Conversely, risk of death associated with reduced eGFR increased significantly only in patients with values < 60 mL min−1·1.73 m−2, with no difference between G1 and G2 category and also between G2a and G2b. RECPAM analysis showed that this was the case in subjects without CKD, but not in the whole cohort, in which the threshold for increased mortality risk was set at an eGFR level between G2a and G2b (72–79 mL min−1·1.73 m−2), i.e., still in the normal (or non-reduced) range, consistent with a previous report from the general population [13] and the cross-sectional analysis of the RIACE cohort [23]. Moreover, a threshold between G3a and G3b (i.e., 48–49 mL min−1·1.73 m−2) further discriminated among subjects with CKD, no matter whether they had or had not CVD.

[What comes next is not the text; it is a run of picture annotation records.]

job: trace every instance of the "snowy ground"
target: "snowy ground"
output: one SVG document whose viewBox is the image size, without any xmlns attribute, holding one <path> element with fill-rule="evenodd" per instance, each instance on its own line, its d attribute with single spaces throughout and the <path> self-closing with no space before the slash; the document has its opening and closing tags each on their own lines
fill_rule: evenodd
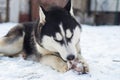
<svg viewBox="0 0 120 80">
<path fill-rule="evenodd" d="M 0 37 L 13 25 L 0 24 Z M 89 64 L 89 74 L 61 74 L 40 63 L 0 57 L 0 80 L 120 80 L 120 26 L 82 28 L 82 55 Z"/>
</svg>

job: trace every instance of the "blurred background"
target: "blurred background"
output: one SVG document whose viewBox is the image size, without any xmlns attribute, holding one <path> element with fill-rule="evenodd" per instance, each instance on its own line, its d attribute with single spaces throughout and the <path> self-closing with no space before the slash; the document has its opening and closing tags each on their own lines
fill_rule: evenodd
<svg viewBox="0 0 120 80">
<path fill-rule="evenodd" d="M 64 5 L 63 0 L 56 1 Z M 27 22 L 38 18 L 38 0 L 0 0 L 0 23 Z M 120 0 L 73 0 L 76 19 L 82 24 L 119 25 Z"/>
</svg>

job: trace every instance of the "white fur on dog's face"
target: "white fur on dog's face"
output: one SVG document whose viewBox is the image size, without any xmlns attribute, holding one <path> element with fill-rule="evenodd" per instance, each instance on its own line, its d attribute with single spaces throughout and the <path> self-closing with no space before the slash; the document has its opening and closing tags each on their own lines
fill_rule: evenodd
<svg viewBox="0 0 120 80">
<path fill-rule="evenodd" d="M 79 26 L 76 26 L 73 33 L 69 29 L 64 31 L 62 24 L 60 24 L 59 27 L 61 32 L 57 32 L 55 37 L 47 35 L 43 36 L 42 45 L 49 51 L 58 52 L 64 60 L 67 60 L 67 56 L 71 54 L 77 57 L 76 45 L 80 40 Z M 70 42 L 67 41 L 68 38 L 71 39 Z M 63 44 L 59 41 L 63 41 Z"/>
</svg>

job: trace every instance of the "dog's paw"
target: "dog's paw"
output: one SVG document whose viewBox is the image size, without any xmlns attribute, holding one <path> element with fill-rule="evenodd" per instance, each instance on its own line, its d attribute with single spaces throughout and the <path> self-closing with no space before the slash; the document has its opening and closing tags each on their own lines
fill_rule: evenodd
<svg viewBox="0 0 120 80">
<path fill-rule="evenodd" d="M 86 74 L 89 72 L 88 64 L 83 60 L 74 60 L 70 62 L 72 70 L 78 72 L 79 74 Z"/>
<path fill-rule="evenodd" d="M 61 73 L 67 72 L 68 71 L 67 65 L 62 66 L 61 68 L 58 69 L 58 71 L 61 72 Z"/>
</svg>

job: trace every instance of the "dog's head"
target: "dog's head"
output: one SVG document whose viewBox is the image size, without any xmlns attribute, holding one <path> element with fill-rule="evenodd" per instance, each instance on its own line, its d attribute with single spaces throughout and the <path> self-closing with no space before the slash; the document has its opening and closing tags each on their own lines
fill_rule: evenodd
<svg viewBox="0 0 120 80">
<path fill-rule="evenodd" d="M 80 25 L 70 13 L 71 1 L 65 8 L 40 10 L 40 23 L 44 24 L 40 33 L 40 45 L 51 52 L 58 52 L 65 61 L 75 59 L 79 51 Z"/>
</svg>

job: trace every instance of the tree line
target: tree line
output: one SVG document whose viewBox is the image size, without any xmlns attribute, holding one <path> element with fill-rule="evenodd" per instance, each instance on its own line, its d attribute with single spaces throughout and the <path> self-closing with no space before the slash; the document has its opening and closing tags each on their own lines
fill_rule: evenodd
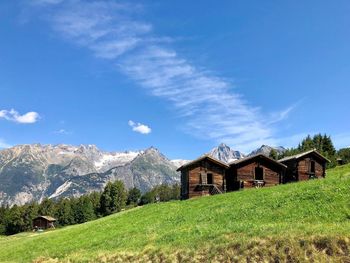
<svg viewBox="0 0 350 263">
<path fill-rule="evenodd" d="M 287 149 L 282 154 L 278 154 L 278 152 L 273 149 L 270 152 L 270 157 L 278 160 L 313 149 L 316 149 L 320 154 L 331 161 L 328 164 L 330 168 L 338 164 L 338 159 L 341 159 L 344 164 L 350 163 L 350 148 L 342 148 L 337 151 L 331 137 L 327 134 L 322 135 L 320 133 L 312 137 L 307 135 L 296 148 Z"/>
<path fill-rule="evenodd" d="M 123 209 L 155 202 L 180 199 L 180 186 L 159 185 L 142 194 L 138 188 L 127 190 L 122 181 L 108 182 L 102 192 L 92 192 L 80 197 L 31 202 L 22 206 L 0 207 L 0 235 L 31 231 L 32 221 L 40 215 L 57 219 L 55 226 L 81 224 Z"/>
</svg>

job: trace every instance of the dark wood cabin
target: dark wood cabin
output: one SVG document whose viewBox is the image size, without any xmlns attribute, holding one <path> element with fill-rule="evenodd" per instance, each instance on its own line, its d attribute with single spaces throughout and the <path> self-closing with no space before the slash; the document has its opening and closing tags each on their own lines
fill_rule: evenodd
<svg viewBox="0 0 350 263">
<path fill-rule="evenodd" d="M 281 184 L 286 168 L 284 164 L 263 154 L 236 160 L 230 163 L 226 173 L 227 191 Z"/>
<path fill-rule="evenodd" d="M 279 162 L 288 167 L 284 183 L 289 183 L 325 177 L 329 160 L 316 150 L 311 150 L 285 157 Z"/>
<path fill-rule="evenodd" d="M 209 155 L 181 166 L 177 169 L 181 171 L 181 199 L 225 192 L 228 168 L 226 163 Z"/>
<path fill-rule="evenodd" d="M 56 219 L 51 216 L 38 216 L 33 219 L 33 229 L 55 228 Z"/>
</svg>

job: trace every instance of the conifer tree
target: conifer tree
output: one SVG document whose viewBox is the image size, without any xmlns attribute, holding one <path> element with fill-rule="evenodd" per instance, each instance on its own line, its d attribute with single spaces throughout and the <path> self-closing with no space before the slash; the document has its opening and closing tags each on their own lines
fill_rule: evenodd
<svg viewBox="0 0 350 263">
<path fill-rule="evenodd" d="M 134 187 L 129 190 L 128 192 L 128 198 L 127 198 L 127 205 L 137 205 L 140 202 L 141 199 L 141 191 L 140 189 Z"/>
</svg>

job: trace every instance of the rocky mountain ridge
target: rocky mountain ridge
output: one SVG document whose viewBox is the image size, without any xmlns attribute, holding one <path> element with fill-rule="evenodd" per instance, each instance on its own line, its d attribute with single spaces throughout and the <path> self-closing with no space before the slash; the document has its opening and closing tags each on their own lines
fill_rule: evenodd
<svg viewBox="0 0 350 263">
<path fill-rule="evenodd" d="M 262 145 L 248 156 L 269 155 L 283 147 Z M 208 154 L 229 163 L 245 157 L 221 143 Z M 105 152 L 95 145 L 27 144 L 0 150 L 0 205 L 41 201 L 45 197 L 80 196 L 101 191 L 108 181 L 145 192 L 156 185 L 180 183 L 176 169 L 189 160 L 169 160 L 156 148 Z"/>
<path fill-rule="evenodd" d="M 79 196 L 115 180 L 147 191 L 179 183 L 176 168 L 153 147 L 103 152 L 94 145 L 18 145 L 0 151 L 0 205 Z"/>
</svg>

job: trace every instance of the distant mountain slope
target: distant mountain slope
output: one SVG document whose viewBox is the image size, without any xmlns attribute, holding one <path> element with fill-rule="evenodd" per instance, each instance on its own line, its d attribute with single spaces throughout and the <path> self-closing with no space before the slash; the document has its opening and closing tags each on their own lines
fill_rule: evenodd
<svg viewBox="0 0 350 263">
<path fill-rule="evenodd" d="M 0 262 L 349 262 L 349 199 L 350 165 L 344 165 L 325 179 L 0 237 Z"/>
<path fill-rule="evenodd" d="M 231 149 L 224 143 L 221 143 L 218 147 L 213 148 L 209 155 L 226 163 L 243 158 L 245 155 L 240 151 Z"/>
<path fill-rule="evenodd" d="M 155 148 L 110 153 L 94 145 L 19 145 L 0 151 L 0 205 L 79 196 L 114 180 L 147 191 L 179 182 L 175 170 Z"/>
<path fill-rule="evenodd" d="M 283 146 L 272 147 L 269 145 L 261 145 L 260 148 L 252 151 L 250 154 L 248 154 L 248 156 L 256 155 L 259 153 L 269 156 L 272 150 L 275 150 L 278 154 L 282 154 L 286 151 L 286 148 Z"/>
</svg>

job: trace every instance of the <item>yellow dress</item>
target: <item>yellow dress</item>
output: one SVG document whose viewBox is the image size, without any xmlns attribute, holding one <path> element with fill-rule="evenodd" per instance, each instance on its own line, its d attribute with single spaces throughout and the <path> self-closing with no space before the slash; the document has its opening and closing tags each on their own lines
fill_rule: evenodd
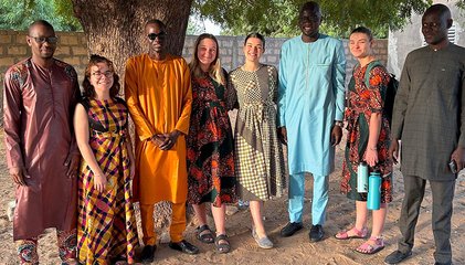
<svg viewBox="0 0 465 265">
<path fill-rule="evenodd" d="M 141 204 L 186 202 L 188 193 L 186 138 L 192 104 L 190 72 L 182 57 L 155 61 L 148 54 L 128 60 L 125 94 L 136 127 L 134 198 Z M 181 131 L 171 150 L 149 139 L 156 134 Z"/>
</svg>

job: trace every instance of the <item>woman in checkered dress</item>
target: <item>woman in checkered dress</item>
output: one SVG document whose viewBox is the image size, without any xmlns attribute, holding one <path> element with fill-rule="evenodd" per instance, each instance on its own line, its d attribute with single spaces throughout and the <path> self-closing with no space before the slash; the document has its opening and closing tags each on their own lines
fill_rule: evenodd
<svg viewBox="0 0 465 265">
<path fill-rule="evenodd" d="M 219 54 L 216 39 L 204 33 L 197 39 L 189 64 L 192 113 L 187 137 L 188 202 L 199 221 L 198 239 L 203 243 L 214 242 L 219 253 L 228 253 L 225 203 L 234 203 L 237 199 L 233 136 L 226 106 L 229 91 Z M 215 237 L 207 224 L 205 202 L 211 203 Z"/>
<path fill-rule="evenodd" d="M 253 237 L 272 248 L 261 209 L 263 201 L 281 197 L 285 188 L 283 147 L 276 134 L 277 72 L 260 63 L 265 39 L 249 34 L 244 42 L 245 64 L 230 73 L 230 105 L 239 103 L 234 132 L 235 170 L 241 199 L 250 201 Z"/>
<path fill-rule="evenodd" d="M 135 173 L 128 110 L 113 63 L 92 55 L 74 128 L 83 156 L 78 178 L 77 248 L 81 264 L 133 264 L 138 246 L 131 203 Z"/>
</svg>

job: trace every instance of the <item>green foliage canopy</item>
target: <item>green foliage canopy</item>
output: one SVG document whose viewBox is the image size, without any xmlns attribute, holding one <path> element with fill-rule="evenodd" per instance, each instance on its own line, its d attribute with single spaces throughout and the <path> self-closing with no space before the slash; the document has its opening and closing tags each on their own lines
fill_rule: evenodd
<svg viewBox="0 0 465 265">
<path fill-rule="evenodd" d="M 297 15 L 306 0 L 197 0 L 200 14 L 219 22 L 229 34 L 261 32 L 268 36 L 292 36 L 299 33 Z M 431 0 L 319 0 L 323 11 L 321 31 L 347 36 L 357 25 L 385 38 L 389 28 L 401 29 L 412 12 L 422 13 Z M 464 1 L 461 1 L 464 2 Z"/>
<path fill-rule="evenodd" d="M 0 29 L 27 30 L 43 19 L 57 31 L 81 31 L 71 0 L 0 0 Z"/>
<path fill-rule="evenodd" d="M 155 0 L 154 0 L 155 1 Z M 219 23 L 223 34 L 244 35 L 261 32 L 267 36 L 299 33 L 297 14 L 306 0 L 194 0 L 192 15 Z M 409 22 L 412 12 L 422 13 L 432 0 L 317 0 L 323 10 L 321 31 L 347 38 L 357 25 L 372 29 L 376 38 L 385 38 L 389 29 Z M 465 9 L 465 0 L 456 2 Z M 71 0 L 0 0 L 0 29 L 24 30 L 36 19 L 50 21 L 56 30 L 78 31 Z M 201 25 L 190 19 L 188 33 Z"/>
</svg>

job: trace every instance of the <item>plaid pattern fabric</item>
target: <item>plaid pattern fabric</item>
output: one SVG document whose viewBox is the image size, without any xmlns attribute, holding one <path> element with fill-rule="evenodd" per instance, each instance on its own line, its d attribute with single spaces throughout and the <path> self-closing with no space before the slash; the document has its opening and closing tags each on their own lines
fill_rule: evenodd
<svg viewBox="0 0 465 265">
<path fill-rule="evenodd" d="M 234 105 L 239 102 L 235 126 L 235 168 L 239 182 L 263 201 L 281 197 L 285 188 L 284 152 L 276 134 L 277 73 L 262 65 L 255 72 L 236 68 L 230 85 Z"/>
<path fill-rule="evenodd" d="M 91 99 L 83 105 L 88 108 L 89 145 L 107 177 L 107 186 L 102 193 L 94 189 L 94 173 L 83 159 L 78 180 L 78 259 L 83 264 L 107 264 L 109 258 L 125 256 L 134 263 L 138 236 L 130 162 L 124 145 L 128 112 L 121 99 Z"/>
</svg>

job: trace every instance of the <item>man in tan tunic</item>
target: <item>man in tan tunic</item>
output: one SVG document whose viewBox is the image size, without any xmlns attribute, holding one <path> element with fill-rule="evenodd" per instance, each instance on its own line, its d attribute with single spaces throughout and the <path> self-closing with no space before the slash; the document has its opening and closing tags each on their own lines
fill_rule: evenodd
<svg viewBox="0 0 465 265">
<path fill-rule="evenodd" d="M 160 201 L 172 202 L 169 246 L 188 254 L 199 250 L 182 236 L 188 194 L 186 135 L 192 103 L 189 67 L 182 57 L 165 51 L 161 21 L 148 21 L 145 34 L 149 52 L 128 60 L 125 92 L 136 126 L 134 197 L 140 201 L 141 259 L 151 262 L 157 241 L 154 204 Z"/>
<path fill-rule="evenodd" d="M 13 240 L 20 264 L 39 264 L 38 236 L 55 227 L 60 258 L 76 264 L 76 169 L 73 110 L 81 93 L 75 70 L 56 59 L 53 26 L 29 28 L 29 57 L 4 76 L 7 163 L 15 183 Z"/>
</svg>

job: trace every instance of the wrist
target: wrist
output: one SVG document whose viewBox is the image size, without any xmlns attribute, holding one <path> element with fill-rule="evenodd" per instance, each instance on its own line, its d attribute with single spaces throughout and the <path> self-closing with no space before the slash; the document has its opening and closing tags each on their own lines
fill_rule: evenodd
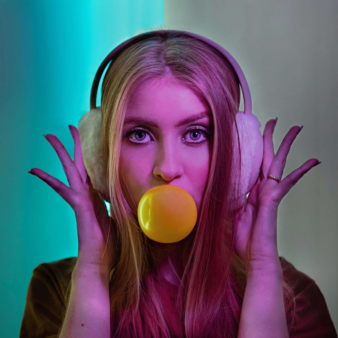
<svg viewBox="0 0 338 338">
<path fill-rule="evenodd" d="M 251 275 L 282 275 L 282 269 L 278 255 L 264 259 L 251 260 L 245 264 L 246 276 Z"/>
<path fill-rule="evenodd" d="M 72 275 L 73 278 L 76 279 L 83 277 L 91 280 L 96 280 L 108 286 L 110 274 L 110 269 L 88 262 L 79 254 Z"/>
</svg>

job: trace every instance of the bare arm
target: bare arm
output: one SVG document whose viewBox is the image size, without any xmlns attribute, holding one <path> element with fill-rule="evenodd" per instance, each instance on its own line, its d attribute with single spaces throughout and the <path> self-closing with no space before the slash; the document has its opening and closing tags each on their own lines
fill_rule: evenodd
<svg viewBox="0 0 338 338">
<path fill-rule="evenodd" d="M 238 337 L 288 337 L 282 267 L 277 249 L 277 210 L 282 199 L 306 173 L 320 162 L 308 160 L 281 180 L 291 145 L 302 127 L 291 128 L 275 155 L 272 133 L 277 119 L 263 134 L 262 170 L 246 205 L 234 218 L 236 248 L 245 264 L 247 284 Z M 272 176 L 273 179 L 269 178 Z M 279 181 L 273 177 L 279 178 Z"/>
<path fill-rule="evenodd" d="M 78 261 L 60 338 L 106 338 L 110 336 L 110 318 L 109 275 Z"/>
<path fill-rule="evenodd" d="M 78 258 L 59 336 L 106 337 L 110 335 L 109 277 L 115 255 L 114 224 L 90 186 L 77 129 L 69 128 L 74 143 L 74 160 L 57 138 L 45 136 L 57 154 L 69 186 L 37 168 L 29 172 L 54 189 L 71 206 L 76 219 Z"/>
<path fill-rule="evenodd" d="M 248 269 L 239 338 L 289 337 L 282 282 L 278 256 L 275 262 Z"/>
</svg>

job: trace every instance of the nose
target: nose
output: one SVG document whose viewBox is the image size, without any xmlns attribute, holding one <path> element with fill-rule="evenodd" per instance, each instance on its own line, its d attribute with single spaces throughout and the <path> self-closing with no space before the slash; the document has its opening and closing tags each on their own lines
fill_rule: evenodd
<svg viewBox="0 0 338 338">
<path fill-rule="evenodd" d="M 161 177 L 167 182 L 180 177 L 183 174 L 183 164 L 178 147 L 167 142 L 159 149 L 153 173 L 157 178 Z"/>
</svg>

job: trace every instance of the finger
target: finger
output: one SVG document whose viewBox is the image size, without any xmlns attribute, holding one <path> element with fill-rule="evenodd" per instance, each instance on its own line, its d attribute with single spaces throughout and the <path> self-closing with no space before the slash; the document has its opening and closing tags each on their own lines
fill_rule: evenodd
<svg viewBox="0 0 338 338">
<path fill-rule="evenodd" d="M 38 177 L 40 179 L 47 183 L 51 188 L 55 190 L 71 207 L 73 206 L 73 202 L 75 199 L 74 192 L 69 187 L 55 177 L 41 169 L 32 168 L 28 172 L 30 174 Z"/>
<path fill-rule="evenodd" d="M 65 146 L 56 136 L 50 134 L 44 135 L 56 152 L 62 164 L 64 171 L 67 177 L 69 186 L 75 190 L 78 190 L 83 184 L 79 171 L 69 156 Z"/>
<path fill-rule="evenodd" d="M 303 127 L 303 126 L 301 127 L 294 126 L 290 128 L 282 141 L 276 155 L 272 160 L 269 170 L 268 174 L 272 175 L 280 179 L 282 178 L 286 163 L 286 158 L 290 151 L 291 145 Z"/>
<path fill-rule="evenodd" d="M 82 147 L 79 131 L 77 130 L 77 128 L 74 126 L 70 124 L 68 127 L 74 141 L 74 163 L 77 168 L 82 182 L 84 183 L 88 183 L 87 172 L 83 163 Z"/>
<path fill-rule="evenodd" d="M 283 178 L 275 187 L 278 189 L 278 196 L 276 196 L 276 199 L 278 202 L 280 202 L 283 197 L 306 173 L 321 163 L 317 159 L 310 159 Z"/>
<path fill-rule="evenodd" d="M 274 157 L 272 134 L 277 122 L 277 118 L 269 120 L 266 123 L 263 132 L 263 161 L 262 164 L 262 171 L 263 177 L 266 177 L 269 173 L 271 163 Z"/>
</svg>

Overall, the presence of CKD did not appear to explain all the excess mortality risk conferred by diabetes, except than in older individuals. In fact, in subjects aged < 55 years with normal AER and eGFR values, mortality was still two-to-three fold higher in diabetic than in the general population. Conversely, in patients aged ≥ 75 years falling in the lowest albuminuria or the highest eGFR category, excess mortality over non-diabetic individuals was no longer detectable. This finding is consistent with two recent reports from the Swedish National Diabetes Register showing that, in addition to glycemic control, the presence of CKD is a major determinant of excess risk of death in patients with type 1 [19] and type 2 [20] diabetes.

Other correlates of death were CVD, HbA1c, and lipid parameters. In particular, CVD was the main correlate of death in patients, especially males, with albuminuria in the normoalbuminuria or low microalbuminuria range (i.e.,  ≤ 44 mg day−1), whereas albuminuria further discriminated among subjects without CVD and eGFR further discriminated among those with and without CVD. Moreover, the surprising finding that LDL cholesterol (in the whole cohort and in subjects without CKD) was inversely related to mortality risk is difficult to explain and requires further investigation. In fact, it does not simply reflect the fact that subjects with lower LDL cholesterol levels were more frequently on lipid-lowering treatment because of a more complicated disease, since it applied also to patients not on statin treatment and only to those without CVD.

Strengths of our study include the large size of the cohort, the completeness of baseline and follow-up data, and the analysis of a contemporary and real-life dataset, and the statistical analysis combining standard Cox regression and RECPAM method. Furthermore, we are confident that our cohort may be representative of non-dialytic patients with type 2 diabetes attending tertiary referral outpatients Diabetes Clinics in Italy. The main limitation is that these individuals do not represent the totality of patients with type 2 diabetes in Italy, as a significant proportion of them is followed by the general practitioner or secondary referral centers. Potential limitations concerning non-centralized measurements of albuminuria and creatinine and the use of funduscopy in the assessment of DR have been extensively addressed in previous reports [21,22,23,24, 26, 27].

In conclusion, this study supports the concept that CKD is a major contributor to all-cause death in type 2 diabetes. Though CKD-related mortality risk is much higher in younger individuals, CKD appears to fully account for excess risk of death associated with type 2 diabetes only in older patients. Higher albuminuria and lower eGFR, even in the normal range, identify individuals with increased mortality risk and further discriminate among subjects with and particularly without CVD.